The number of such pages indexed by Google seems limited: https://www.google.it/search?q=%22This+page+does+not+need+to+be+proofread.+Its+text+comes+from%22+site:wikisource.org&ie=utf-8&oe=utf-8&gws_rd=cr&ei=ct62VIkcwvlqlKCCqAY
It looks like the transcluded text is not indexed: https://webcache.googleusercontent.com/search?q=cache:MaIPZ183Tf4J:wikisource.org/wiki/Page:J%25C3%25B3zef_Gara_-_Zbi%25C3%25B3r_wierszy_o_wilamowskich_obrz%25C4%2599dach_i_obyczajach.pdf/11+&cd=1&hl=it&ct=clnk&gl=it

Event Timeline

Nemo_bis raised the priority of this task from to Low.
Nemo_bis updated the task description. (Show Details)
Nemo_bis added projects: ProofreadPage, Crosswiki.
Nemo_bis subscribed.

The transclusion between wikis (using templates like iwpage) is not managed by the ProofreadPage extension.
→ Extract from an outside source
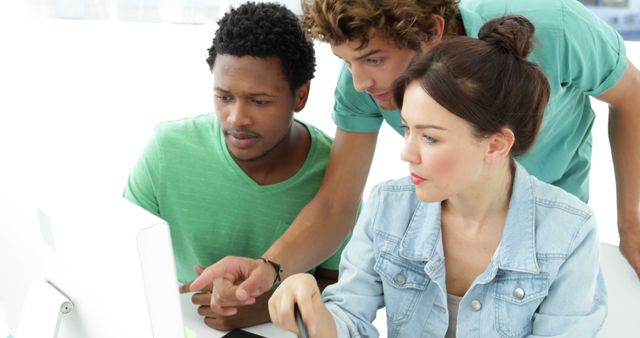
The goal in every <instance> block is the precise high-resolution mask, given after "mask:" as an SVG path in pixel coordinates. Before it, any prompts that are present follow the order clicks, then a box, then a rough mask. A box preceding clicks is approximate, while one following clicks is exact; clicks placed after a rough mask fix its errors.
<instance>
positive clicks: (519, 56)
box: [478, 15, 535, 59]
mask: <svg viewBox="0 0 640 338" xmlns="http://www.w3.org/2000/svg"><path fill="white" fill-rule="evenodd" d="M534 33H535V27H534V26H533V24H532V23H531V21H529V20H528V19H527V18H525V17H523V16H518V15H510V16H503V17H501V18H497V19H493V20H491V21H488V22H487V23H485V24H484V25H483V26H482V28H480V33H479V34H478V38H479V39H480V40H483V41H486V42H487V43H490V44H492V45H494V46H495V47H496V48H500V49H502V50H504V51H505V52H509V53H512V54H513V55H515V56H516V57H518V58H521V59H525V58H526V57H527V56H528V55H529V53H531V49H532V45H533V42H534Z"/></svg>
So, it shouldn't be fixed by the extension, as long as the support of interwiki transclusion is not added to it (and I believe it won't as long as there are no clean ways to do such things).

I think it should be done in https://wikisource.org/wiki/MediaWiki:InterWikiTransclusion.js that is the current backend for {{iwpage}}

Tpt set Security to None.
Tpt added a subscriber: Phe.
Nemo_bis changed the task status from Open to Stalled.Jan 10 2015, 8:08 PM

Ah. It was too good to be true, I was indeed surprised by this feature. There isn't anything a script can do to solve this bug, so it will only be fixable when the feature is added to the extension. It would be good to have that tracked in the PP component, blocked on any necessary core task (T11890?).

Contents is transcluded through javascript, I'm unsure if google is able to index it. There is a lot of uncertainty about what google and other SE do with javascript. Some content created by js are indexed, some other aren't, some SE doesn't support at all any javascript. Anyway even on it.wikisource.org the following request doesn't return the right Page:

site:it.wikisource.org "misurando a passi tardi"

Are all Page: on it blocked from indexing through their robots.txt ?

As pointed by Tpt, this can't be solved without a clean transwiki transclusion and it'll remain the problem of the canonical <link.